The other HES data leak stories were all about data companies: making HES data easier to manipulate, available on the cloud, on maps, and for promoting social marketing. One of the best known data analysis companies in the country was of course Dr Foster, of which the same Tim Kelsey was one of the founders. From that experience, would he have known about re-identifiability of pseudonymised data? It seems almost insulting to suggest that he wouldn’t.
It appeared with the dubious HES sales that it was particularly pseudonymised data which had escaped all scrutiny and detailed approval from HSCIC and its precursor NHSIC – while they have solid independent advisory groups in place for advice. There must have been a line to justify this. Well, here is my guess for that justification:
“It’s not personal”.
If the argument that pseudonymised information is anonymous can be sustained, then pseudonymous information cannot possibly be “personal information”. This removes it from protection through the Data Protection Act. This means no-one who holds or receives the data incurs any obligation towards the data subjects. It will allow them to process the data in any way they like, and take automated decisions on the basis of that processing that affect the data subjects – to mention a few things which are severely constrained by the DPA. Thus, avoiding the DPA makes the data much more powerful, and cheaper to deal with in financial and administrative terms.
This is an argument that Tim Kelsey cannot afford to lose on behalf of HSCIC. “Customers” of HSCIC, commercial or not, will want cheap no-strings data – even when they are not intending to abuse it by re-identifying first. The corporate risk register for HSCIC lists “failure to secure the full amount of budgeted income” as one of the highest impact risks, with a medium exposure. If this is at all considered variable, it can hardly relate to the income HSCIC gets from central government – more likely it relates to selling data. HSCIC needs its care.data customers.
I don’t think the argument is sustainable. Ben Goldacre appears to agree:
mm. given what we know about reidentification risk on pseudonym data, not sure the amber/red distinction still valid http://t.co/7Xaz1QQ0dR
— ben goldacre (@bengoldacre) February 25, 2014
So, no matter how loudly Tim Kelsey shouts it isn’t personal, or even when HSCIC redefines anonymity “by virtue of the right controls” (page 19), we should keep insisting that all non-“green” care.data is personal, and ensure it gets the protection through the DPA and its enforcers that it warrants. I have heard no indication that the new European Data Protection Directive will make things any worse in this respect.

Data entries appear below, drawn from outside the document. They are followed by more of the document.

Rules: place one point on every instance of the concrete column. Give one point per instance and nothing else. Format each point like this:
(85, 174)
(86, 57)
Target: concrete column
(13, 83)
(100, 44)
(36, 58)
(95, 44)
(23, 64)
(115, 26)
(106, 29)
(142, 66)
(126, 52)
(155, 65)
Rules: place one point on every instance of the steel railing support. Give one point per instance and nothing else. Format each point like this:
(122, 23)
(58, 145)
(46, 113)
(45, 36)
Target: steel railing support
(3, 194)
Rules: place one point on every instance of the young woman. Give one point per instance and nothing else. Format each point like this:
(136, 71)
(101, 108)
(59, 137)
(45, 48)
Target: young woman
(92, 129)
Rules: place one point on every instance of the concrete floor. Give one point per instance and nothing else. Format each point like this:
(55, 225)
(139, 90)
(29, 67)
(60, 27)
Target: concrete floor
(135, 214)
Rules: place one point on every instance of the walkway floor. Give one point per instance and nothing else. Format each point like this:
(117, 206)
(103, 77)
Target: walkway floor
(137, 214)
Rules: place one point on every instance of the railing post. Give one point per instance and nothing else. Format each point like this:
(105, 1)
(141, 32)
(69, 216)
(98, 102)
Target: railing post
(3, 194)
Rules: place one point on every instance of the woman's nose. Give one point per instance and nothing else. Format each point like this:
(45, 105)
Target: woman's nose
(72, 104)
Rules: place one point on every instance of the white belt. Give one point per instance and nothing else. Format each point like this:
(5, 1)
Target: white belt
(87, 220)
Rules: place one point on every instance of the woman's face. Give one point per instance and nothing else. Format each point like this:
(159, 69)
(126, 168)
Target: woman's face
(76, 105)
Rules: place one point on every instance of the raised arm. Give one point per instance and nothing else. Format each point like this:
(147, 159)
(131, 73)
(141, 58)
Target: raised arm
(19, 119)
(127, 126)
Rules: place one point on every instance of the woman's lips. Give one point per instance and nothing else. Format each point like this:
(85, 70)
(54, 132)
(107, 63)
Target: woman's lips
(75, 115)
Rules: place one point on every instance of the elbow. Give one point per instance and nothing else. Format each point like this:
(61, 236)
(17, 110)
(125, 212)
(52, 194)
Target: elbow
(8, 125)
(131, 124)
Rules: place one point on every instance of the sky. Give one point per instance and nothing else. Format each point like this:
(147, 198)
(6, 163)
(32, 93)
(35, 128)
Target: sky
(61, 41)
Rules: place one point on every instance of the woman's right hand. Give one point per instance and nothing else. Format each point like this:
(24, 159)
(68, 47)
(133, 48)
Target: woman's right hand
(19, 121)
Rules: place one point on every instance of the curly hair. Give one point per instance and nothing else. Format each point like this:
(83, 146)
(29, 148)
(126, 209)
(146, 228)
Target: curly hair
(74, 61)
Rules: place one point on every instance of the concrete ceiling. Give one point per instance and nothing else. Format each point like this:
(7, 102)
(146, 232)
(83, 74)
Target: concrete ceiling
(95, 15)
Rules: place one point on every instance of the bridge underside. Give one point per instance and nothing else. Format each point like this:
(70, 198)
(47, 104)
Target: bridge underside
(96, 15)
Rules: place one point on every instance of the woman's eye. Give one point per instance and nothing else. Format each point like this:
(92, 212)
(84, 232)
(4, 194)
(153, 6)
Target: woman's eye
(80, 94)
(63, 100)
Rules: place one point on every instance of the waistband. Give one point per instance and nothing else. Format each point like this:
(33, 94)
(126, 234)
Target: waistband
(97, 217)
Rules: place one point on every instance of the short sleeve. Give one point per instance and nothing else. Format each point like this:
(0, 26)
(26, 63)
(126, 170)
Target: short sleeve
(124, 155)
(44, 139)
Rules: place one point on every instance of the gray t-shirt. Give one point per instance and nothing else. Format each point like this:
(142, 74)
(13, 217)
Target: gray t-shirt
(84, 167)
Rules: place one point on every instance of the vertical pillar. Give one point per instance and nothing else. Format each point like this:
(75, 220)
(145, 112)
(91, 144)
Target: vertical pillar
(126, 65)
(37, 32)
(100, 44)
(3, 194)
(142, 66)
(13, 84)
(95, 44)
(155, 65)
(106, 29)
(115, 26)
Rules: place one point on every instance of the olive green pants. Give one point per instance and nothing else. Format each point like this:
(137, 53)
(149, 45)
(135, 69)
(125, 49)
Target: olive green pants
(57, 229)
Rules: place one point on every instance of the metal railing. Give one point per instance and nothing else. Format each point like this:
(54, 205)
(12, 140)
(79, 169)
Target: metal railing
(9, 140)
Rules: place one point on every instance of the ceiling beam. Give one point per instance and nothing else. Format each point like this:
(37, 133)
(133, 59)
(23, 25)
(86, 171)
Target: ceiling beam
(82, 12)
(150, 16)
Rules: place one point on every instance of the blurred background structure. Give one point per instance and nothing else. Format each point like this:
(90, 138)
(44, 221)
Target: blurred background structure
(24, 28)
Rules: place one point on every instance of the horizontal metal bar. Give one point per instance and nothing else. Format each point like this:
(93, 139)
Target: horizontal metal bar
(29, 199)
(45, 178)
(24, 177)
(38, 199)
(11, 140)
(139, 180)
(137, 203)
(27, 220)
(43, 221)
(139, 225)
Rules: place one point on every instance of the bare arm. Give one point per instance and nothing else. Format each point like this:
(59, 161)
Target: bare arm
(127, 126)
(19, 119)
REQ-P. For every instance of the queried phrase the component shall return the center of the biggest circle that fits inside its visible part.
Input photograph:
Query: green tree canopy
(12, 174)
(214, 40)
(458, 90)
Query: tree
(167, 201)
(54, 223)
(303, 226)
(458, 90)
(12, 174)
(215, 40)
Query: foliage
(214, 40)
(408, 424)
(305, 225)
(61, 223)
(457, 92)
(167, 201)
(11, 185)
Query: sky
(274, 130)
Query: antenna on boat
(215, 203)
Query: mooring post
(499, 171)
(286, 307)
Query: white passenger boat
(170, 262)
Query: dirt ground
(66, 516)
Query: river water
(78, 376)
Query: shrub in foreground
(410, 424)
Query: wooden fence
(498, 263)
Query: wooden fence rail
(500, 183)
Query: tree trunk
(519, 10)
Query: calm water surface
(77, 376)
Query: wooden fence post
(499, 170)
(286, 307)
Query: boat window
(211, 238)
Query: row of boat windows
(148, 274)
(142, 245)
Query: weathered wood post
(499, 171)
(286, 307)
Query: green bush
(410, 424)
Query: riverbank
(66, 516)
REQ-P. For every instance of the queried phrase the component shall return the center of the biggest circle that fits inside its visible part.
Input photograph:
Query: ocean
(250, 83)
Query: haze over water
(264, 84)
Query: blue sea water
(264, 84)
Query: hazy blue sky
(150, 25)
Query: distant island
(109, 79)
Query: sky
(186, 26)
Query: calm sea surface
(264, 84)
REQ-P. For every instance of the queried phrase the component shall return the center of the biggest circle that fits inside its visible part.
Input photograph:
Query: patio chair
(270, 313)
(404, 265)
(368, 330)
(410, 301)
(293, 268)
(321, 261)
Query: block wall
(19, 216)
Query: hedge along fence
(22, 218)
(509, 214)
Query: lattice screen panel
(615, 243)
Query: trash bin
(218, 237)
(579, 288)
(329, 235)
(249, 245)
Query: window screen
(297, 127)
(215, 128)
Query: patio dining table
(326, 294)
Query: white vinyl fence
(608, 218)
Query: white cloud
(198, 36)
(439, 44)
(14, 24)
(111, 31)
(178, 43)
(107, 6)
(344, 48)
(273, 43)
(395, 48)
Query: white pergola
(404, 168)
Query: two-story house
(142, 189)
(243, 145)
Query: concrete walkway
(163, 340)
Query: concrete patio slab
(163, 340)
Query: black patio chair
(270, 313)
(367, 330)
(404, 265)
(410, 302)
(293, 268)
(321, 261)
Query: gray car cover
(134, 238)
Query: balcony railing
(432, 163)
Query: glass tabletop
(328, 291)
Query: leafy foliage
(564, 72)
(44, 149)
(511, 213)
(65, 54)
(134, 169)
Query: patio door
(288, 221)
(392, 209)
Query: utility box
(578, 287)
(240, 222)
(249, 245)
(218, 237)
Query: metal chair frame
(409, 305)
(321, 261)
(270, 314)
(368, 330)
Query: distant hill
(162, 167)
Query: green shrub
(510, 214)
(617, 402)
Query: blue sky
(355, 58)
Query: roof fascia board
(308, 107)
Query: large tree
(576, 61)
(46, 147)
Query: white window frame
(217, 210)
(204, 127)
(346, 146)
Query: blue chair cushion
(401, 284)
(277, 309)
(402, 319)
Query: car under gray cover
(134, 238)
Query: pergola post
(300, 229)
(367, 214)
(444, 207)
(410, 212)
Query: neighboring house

Sure, blocking me on Twitter wasn’t personal. Tim Kelsey may have felt a bit nagged by my tweets, but I was mainly nagging about an uncomfortable truth.
UPDATE (25 March 2014): FoI requests by Phil Booth and Neil Bhatia led to HSCIC responses that confirmed much of this and my previous speculations on care.data risks as facts. The essence of this blog post published at The Conversation. Maybe also interesting: slides of a talk I gave on care.data at the University of Bristol crypto group.